2. **4 Rec (Orange, Dashed):** This line also stays very low, hovering just above 0. It shows a very slight, negligible increase, peaking at approximately 1-2 around 700B tokens before dipping slightly at 800B.
3. **8 Rec (Green, Dash-Dot):** This line shows a moderate, fluctuating upward trend.
* Starts at ~2 at 100B.
* Rises to ~5 at 200B, dips to ~4 at 300B.
* Climbs to ~13 at 500B, dips to ~12 at 600B.
* Peaks at ~21 at 700B.
* Drops significantly to ~14 at 800B.
4. **16 Rec (Red, Dotted):** This line shows a strong, generally upward trend with a notable late drop.
* Starts at ~3 at 100B.
* Rises steadily: ~10 at 200B, ~14 at 300B, ~18 at 400B, ~25 at 500B, ~26 at 600B.
* Peaks at ~34 at 700B.
* Decreases to ~30 at 800B.
5. **32 Rec (Purple, Solid) & 64 Rec (Brown, Solid):** These two lines follow nearly identical, strong upward trajectories, often overlapping. They represent the highest-performing configurations.
* Start at ~4 at 100B.
* Rise sharply: ~11 at 200B, ~15 at 300B, ~21 at 400B, ~28 at 500B, ~27.5 at 600B.

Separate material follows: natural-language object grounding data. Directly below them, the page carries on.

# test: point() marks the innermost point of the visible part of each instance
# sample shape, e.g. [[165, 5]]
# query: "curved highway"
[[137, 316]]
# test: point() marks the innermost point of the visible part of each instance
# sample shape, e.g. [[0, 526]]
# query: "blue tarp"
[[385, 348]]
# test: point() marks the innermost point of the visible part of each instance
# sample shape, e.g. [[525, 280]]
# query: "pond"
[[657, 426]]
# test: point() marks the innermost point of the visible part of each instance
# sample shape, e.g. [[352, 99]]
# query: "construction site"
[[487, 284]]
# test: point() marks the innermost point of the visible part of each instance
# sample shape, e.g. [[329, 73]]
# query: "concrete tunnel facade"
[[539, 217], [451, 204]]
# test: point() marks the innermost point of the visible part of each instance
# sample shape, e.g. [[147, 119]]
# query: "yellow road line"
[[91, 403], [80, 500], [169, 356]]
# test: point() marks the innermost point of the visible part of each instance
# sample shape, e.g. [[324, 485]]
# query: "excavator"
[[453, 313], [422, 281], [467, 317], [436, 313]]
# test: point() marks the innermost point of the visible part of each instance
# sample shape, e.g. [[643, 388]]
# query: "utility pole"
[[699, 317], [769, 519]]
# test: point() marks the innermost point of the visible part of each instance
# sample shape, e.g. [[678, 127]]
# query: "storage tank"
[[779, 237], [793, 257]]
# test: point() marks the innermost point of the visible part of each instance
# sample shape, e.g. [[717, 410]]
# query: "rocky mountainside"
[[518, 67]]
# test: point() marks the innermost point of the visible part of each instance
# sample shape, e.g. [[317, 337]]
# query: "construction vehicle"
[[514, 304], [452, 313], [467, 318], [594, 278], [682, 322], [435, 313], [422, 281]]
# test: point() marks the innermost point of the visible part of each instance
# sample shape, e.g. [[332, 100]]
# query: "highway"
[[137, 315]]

* Both peak at ~36 at 700B.
* Both show a slight decline to ~35 at 800B.
### Key Observations
1. **Performance Hierarchy:** There is a clear and consistent performance hierarchy based on the "Rec" value. Higher "Rec" (32, 64) yields dramatically better results than lower values (1, 4, 8), with 16 Rec occupying a middle-high tier.

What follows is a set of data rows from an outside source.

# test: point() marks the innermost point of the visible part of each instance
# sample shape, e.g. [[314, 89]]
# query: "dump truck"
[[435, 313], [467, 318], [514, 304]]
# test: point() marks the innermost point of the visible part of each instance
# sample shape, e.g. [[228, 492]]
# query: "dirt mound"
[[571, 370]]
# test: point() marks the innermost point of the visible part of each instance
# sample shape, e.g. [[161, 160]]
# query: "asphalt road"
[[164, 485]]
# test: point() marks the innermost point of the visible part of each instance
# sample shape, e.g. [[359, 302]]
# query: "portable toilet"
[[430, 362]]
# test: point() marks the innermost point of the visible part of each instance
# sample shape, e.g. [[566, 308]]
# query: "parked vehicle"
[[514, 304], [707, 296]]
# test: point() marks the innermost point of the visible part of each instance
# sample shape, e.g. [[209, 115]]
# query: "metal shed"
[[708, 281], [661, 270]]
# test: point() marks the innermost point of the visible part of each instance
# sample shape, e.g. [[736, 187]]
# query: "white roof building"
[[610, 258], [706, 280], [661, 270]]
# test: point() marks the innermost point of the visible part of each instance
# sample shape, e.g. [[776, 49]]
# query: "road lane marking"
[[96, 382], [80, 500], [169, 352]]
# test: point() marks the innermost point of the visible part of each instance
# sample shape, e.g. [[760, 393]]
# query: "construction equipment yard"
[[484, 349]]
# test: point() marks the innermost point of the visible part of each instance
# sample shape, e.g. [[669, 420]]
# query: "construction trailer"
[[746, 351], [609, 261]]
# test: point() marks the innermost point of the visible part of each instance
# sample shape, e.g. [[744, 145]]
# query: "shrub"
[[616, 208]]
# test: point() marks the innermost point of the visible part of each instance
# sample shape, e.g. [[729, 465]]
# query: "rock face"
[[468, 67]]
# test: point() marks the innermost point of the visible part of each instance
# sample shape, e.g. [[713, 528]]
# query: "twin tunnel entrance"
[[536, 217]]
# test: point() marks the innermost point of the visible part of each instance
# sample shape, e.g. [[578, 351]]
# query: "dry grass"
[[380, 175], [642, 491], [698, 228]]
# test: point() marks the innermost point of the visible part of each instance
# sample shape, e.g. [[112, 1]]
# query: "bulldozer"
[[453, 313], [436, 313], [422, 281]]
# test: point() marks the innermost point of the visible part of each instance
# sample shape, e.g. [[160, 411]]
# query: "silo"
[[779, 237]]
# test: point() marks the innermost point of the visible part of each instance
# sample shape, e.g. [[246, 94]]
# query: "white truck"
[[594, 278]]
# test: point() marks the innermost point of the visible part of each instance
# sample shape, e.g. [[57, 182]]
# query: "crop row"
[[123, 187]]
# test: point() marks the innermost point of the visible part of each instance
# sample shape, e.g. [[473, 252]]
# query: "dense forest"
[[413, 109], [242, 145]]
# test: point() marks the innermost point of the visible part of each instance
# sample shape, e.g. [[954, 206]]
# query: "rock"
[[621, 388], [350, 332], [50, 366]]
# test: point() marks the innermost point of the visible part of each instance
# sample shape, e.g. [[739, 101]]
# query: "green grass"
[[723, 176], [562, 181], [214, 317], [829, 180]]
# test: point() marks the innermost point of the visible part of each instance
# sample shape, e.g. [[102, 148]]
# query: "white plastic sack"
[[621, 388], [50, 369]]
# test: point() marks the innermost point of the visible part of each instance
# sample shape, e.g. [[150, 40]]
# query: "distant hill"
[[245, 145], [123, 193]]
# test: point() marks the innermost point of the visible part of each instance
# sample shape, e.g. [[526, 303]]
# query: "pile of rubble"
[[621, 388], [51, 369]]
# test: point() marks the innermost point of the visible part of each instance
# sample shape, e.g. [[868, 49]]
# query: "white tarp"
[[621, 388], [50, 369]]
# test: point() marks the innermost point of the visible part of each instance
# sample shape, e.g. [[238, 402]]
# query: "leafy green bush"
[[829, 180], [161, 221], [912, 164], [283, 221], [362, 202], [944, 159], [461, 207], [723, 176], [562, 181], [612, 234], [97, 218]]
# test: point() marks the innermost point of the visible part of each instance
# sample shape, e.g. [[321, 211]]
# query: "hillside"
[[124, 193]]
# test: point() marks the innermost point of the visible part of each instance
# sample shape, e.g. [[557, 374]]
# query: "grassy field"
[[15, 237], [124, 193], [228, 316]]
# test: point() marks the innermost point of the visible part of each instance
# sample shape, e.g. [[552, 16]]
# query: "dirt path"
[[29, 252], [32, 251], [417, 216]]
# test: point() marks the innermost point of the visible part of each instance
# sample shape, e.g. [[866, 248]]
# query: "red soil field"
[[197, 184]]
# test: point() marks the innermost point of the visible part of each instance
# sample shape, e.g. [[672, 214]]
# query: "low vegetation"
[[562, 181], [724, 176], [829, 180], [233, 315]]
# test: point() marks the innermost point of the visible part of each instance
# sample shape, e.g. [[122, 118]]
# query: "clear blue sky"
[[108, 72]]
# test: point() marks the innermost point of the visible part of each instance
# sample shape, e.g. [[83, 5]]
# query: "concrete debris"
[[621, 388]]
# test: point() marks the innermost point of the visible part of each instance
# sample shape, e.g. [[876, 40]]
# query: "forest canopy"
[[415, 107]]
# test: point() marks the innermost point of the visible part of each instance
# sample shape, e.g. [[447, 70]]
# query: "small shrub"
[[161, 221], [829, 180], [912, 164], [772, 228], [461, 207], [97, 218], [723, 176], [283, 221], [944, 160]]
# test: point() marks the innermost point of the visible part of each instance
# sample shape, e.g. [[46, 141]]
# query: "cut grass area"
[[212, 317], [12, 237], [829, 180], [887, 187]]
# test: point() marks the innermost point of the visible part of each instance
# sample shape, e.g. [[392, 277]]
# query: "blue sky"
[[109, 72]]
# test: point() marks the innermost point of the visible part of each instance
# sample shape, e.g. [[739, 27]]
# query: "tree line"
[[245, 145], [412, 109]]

2. **Diminishing Returns:** The performance gap between 32 Rec and 64 Rec is negligible, suggesting diminishing returns beyond 32 recurrence steps for this task and training scale.
3. **Critical Threshold:** A significant performance jump occurs between 8 Rec and 16 Rec, and again between 16 Rec and 32 Rec. Configurations with 1 or 4 Rec show almost no capability on this benchmark.
4. **Peak and Decline:** All configurations that show significant learning (8, 16, 32, 64 Rec) peak at 700 billion tokens and then exhibit a performance decline at 800 billion tokens. This drop is most pronounced for 8 Rec and 16 Rec.
5. **Stability:** The 32 Rec and 64 Rec lines are the smoothest, indicating more stable learning progression compared to the more volatile 8 Rec line.
### Interpretation
This chart demonstrates the critical importance of model recurrence (or a similar architectural hyperparameter denoted by "Rec") for solving complex reasoning tasks like grade-school math problems (GSM8K) using chain-of-thought prompting.
* **Architectural Necessity:** The near-zero performance of 1 Rec and 4 Rec models suggests a minimum threshold of recurrence is required for the model to develop any meaningful reasoning capability on this task. The architecture itself, not just data scale, is a fundamental constraint.
* **Scaling Law Interaction:** For capable configurations (≥8 Rec), performance improves reliably with more training data, following a rough power-law trend until a point of saturation or potential overfitting.
* **The 700B Token Peak:** The consistent peak at 700B tokens across multiple series is a striking finding. It may indicate:
* An optimal data-to-parameter ratio for these model sizes.
* The beginning of "overtraining" or degradation on the specific GSM8K evaluation set.
* A characteristic of the training data distribution or curriculum.
* **Practical Implication:** For practitioners, this suggests that investing in higher recurrence (32 Rec) is highly beneficial, but going to 64 Rec may not be cost-effective. Furthermore, training beyond ~700B tokens for this specific setup could be wasteful or even detrimental to benchmark performance. The chart provides a clear visual guide for balancing architectural choices (Rec) with training budget (Tokens).